Selon la banque d’investissement Prime, une telle décision permettra un afflux du dollar à travers les chaînes légales, à savoir les exportations et les investissements. « Même les importateurs devraient profiter d’une telle décision avec la disponibilité du dollar dans les banques », dit le rapport de Prime.
Malgré cet optimisme, les craintes sont toujours là. « Faire réussir ces mesures nécessite d’autres mesures économiques tout aussi amères sur le court terme. Une politique d’austérité et des mesures de protection sociale pour compenser la hausse des prix », ajoute Guéneina, dans un papier analytique publié par Beltone suite à la décision de la dévaluation.
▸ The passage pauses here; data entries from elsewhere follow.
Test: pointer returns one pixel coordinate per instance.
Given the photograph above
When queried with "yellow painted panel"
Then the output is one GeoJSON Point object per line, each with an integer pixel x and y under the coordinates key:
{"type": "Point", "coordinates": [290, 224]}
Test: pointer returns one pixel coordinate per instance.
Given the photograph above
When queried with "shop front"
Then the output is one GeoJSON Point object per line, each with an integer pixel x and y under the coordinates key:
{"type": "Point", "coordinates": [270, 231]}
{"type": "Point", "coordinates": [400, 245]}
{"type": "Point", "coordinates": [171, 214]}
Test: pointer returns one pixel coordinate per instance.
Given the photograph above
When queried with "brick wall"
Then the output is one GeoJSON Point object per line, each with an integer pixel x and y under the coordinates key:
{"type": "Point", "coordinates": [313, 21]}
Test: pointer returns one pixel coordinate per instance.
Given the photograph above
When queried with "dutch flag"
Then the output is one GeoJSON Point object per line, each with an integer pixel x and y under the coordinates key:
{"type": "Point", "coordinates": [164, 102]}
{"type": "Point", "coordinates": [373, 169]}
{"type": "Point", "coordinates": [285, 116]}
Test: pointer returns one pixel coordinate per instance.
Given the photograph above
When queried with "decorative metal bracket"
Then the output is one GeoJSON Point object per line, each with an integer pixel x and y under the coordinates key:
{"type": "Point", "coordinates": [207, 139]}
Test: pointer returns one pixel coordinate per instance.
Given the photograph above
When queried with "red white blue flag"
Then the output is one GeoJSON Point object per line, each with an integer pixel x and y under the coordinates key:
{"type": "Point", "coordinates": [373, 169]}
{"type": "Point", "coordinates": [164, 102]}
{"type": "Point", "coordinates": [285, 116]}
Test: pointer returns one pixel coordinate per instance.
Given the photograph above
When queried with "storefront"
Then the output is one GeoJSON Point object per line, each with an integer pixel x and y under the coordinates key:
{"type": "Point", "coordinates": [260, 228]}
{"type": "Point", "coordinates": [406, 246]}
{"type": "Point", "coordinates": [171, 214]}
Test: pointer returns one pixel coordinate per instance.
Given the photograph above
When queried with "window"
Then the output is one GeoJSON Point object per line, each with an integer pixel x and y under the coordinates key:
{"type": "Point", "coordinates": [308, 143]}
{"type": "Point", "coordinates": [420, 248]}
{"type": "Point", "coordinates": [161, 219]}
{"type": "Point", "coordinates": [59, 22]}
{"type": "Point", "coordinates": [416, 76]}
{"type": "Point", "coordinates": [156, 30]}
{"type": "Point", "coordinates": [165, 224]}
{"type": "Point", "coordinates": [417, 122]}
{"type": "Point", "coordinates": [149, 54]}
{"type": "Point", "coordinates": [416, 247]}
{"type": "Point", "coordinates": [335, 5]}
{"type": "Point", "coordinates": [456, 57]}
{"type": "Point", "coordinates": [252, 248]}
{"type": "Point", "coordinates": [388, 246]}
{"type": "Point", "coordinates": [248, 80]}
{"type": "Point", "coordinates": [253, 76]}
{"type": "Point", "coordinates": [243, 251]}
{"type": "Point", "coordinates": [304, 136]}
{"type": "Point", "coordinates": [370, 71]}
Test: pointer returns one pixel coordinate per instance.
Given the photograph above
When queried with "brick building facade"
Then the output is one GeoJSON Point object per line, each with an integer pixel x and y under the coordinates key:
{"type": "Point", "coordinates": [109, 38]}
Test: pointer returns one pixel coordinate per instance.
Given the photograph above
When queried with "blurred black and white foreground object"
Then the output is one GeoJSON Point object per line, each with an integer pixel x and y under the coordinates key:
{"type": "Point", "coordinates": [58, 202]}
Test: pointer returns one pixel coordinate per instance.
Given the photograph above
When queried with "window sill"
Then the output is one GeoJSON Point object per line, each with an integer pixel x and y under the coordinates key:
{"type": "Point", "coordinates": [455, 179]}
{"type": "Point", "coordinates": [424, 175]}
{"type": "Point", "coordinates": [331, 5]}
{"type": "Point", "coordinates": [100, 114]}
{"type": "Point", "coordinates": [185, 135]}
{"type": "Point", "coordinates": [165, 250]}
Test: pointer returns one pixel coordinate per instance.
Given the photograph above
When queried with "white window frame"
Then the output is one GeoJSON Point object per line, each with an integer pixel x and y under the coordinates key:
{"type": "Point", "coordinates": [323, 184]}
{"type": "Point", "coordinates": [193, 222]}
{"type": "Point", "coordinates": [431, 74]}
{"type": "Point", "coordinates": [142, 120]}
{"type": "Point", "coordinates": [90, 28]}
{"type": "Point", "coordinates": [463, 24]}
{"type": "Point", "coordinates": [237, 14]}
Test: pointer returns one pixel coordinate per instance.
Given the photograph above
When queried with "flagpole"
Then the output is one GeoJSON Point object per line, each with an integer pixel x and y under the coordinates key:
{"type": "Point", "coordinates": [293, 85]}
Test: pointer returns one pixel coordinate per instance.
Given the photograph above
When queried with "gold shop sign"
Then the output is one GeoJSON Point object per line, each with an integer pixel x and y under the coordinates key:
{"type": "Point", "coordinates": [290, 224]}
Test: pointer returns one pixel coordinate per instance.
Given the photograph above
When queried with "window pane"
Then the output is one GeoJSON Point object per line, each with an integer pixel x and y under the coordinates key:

Suite à la hausse des prix du dollar et à celle des produits pétroliers, une hausse des prix touchera tous les secteurs. Selon Beltone, le taux d’inflation enregistrera son niveau le plus élevé au cours du premier semestre de 2017, pour atteindre entre 25 et 30 %. « Evidemment, c’est la classe moyenne et les classes défavorisées qui payeront la facture », prévoit Kamal Al-Sayed, professeur d’économie à l’Université de Aïn-Chams. Al-Sayed insiste sur le fait qu’une intervention du gouvernement pour régler les prix sur le marché, assurer des subventions en espèces et une modulation du système fiscal est urgente pour que le fardeau soit assumé par les différentes classes de la société. Or, une telle intervention semble incertaine, car, comme le montrent les 17 décisions adoptées la semaine dernière par le Conseil suprême de l’investissement, le gouvernement parie sur les hommes d’affaires pour relancer l’économie. Au détriment du simple citoyen.